The standard adult dose of PHENYLEPHRINE HYDROCHLORIDE IN 0.9% SODIUM CHLORIDE is: Intravenous infusion: initial rate 100-180 mcg/min, titrate to effect; maintenance 40-60 mcg/min. Concentrations: 100 mcg/m L (10 mg in 100 m L NS) or 200 mcg/m L (20 mg in 100 m L NS). Administer via central line preferred.. The standard adult dose of AMIKACIN SULFATE IN SODIUM CHLORIDE 0.9% IN PLASTIC CONTAINER is: 15 mg/kg/day IV divided every 8-12 hours or 15-20 mg/kg IV once daily; typical adult dose: 500-1000 mg IV every 8-12 hours.. Dosing should always be individualized based on indication, renal and hepatic function, age, and other patient factors.
No direct drug-drug interaction has been formally documented between PHENYLEPHRINE HYDROCHLORIDE IN 0.9% SODIUM CHLORIDE and AMIKACIN SULFATE IN SODIUM CHLORIDE 0.9% IN PLASTIC CONTAINER in current clinical databases. However, individual patient risk factors including other medications, organ function, and comorbidities should always be evaluated by a qualified healthcare provider.
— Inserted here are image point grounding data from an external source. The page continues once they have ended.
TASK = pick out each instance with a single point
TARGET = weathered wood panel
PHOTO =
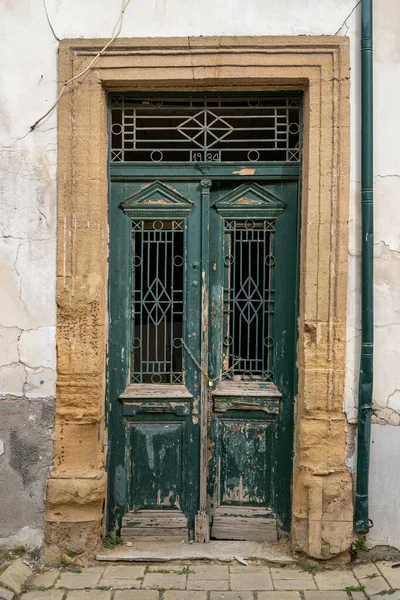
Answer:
(155, 450)
(154, 525)
(241, 523)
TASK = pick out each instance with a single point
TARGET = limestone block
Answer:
(15, 576)
(77, 537)
(6, 594)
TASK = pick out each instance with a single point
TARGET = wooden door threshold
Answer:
(225, 551)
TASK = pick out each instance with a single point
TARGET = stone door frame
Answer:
(322, 507)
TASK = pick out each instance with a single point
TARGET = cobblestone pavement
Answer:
(203, 581)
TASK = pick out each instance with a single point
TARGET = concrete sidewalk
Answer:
(211, 581)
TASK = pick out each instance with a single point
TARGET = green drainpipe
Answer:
(362, 522)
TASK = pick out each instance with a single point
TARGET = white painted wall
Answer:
(28, 183)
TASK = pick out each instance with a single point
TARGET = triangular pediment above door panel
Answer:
(250, 200)
(157, 200)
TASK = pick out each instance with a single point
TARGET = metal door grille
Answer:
(249, 299)
(205, 129)
(157, 301)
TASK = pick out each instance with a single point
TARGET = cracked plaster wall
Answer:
(28, 191)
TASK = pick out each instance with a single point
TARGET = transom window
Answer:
(205, 128)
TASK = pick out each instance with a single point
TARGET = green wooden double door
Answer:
(201, 362)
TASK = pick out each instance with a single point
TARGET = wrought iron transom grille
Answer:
(249, 299)
(205, 129)
(157, 301)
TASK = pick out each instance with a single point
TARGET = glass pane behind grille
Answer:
(205, 129)
(249, 299)
(157, 301)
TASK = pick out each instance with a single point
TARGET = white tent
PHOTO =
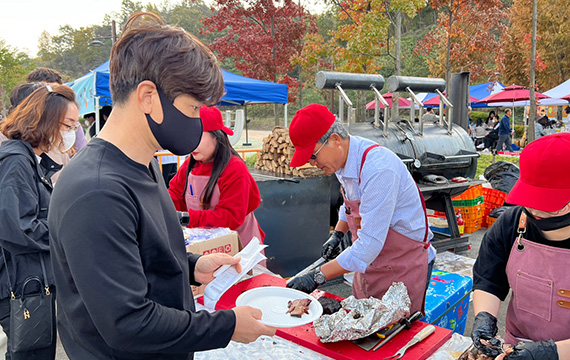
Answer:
(559, 91)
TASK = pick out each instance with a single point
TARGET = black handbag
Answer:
(31, 315)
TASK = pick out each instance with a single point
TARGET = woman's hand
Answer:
(208, 264)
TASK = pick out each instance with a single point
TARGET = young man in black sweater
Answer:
(121, 269)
The maternal-fetal safety profiles differ. PHENYLEPHRINE HYDROCHLORIDE IN 0.9% SODIUM CHLORIDE is classified as Category A/B. Phenylephrine is a sympathomimetic amine used as a vasopressor. For the first trimester, there is no evidence of increased risk of major congenital malformations based on human dat. AMIKACIN SULFATE IN SODIUM CHLORIDE 0.9% IN PLASTIC CONTAINER is classified as Category A/B. Amikacin is an aminoglycoside antibiotic. There are no adequate and well-controlled studies in pregnant women. Aminoglycosides can cause fetal harm when administered to a pregnant . Always consult a maternal-fetal medicine specialist before taking either drug during pregnancy or lactation.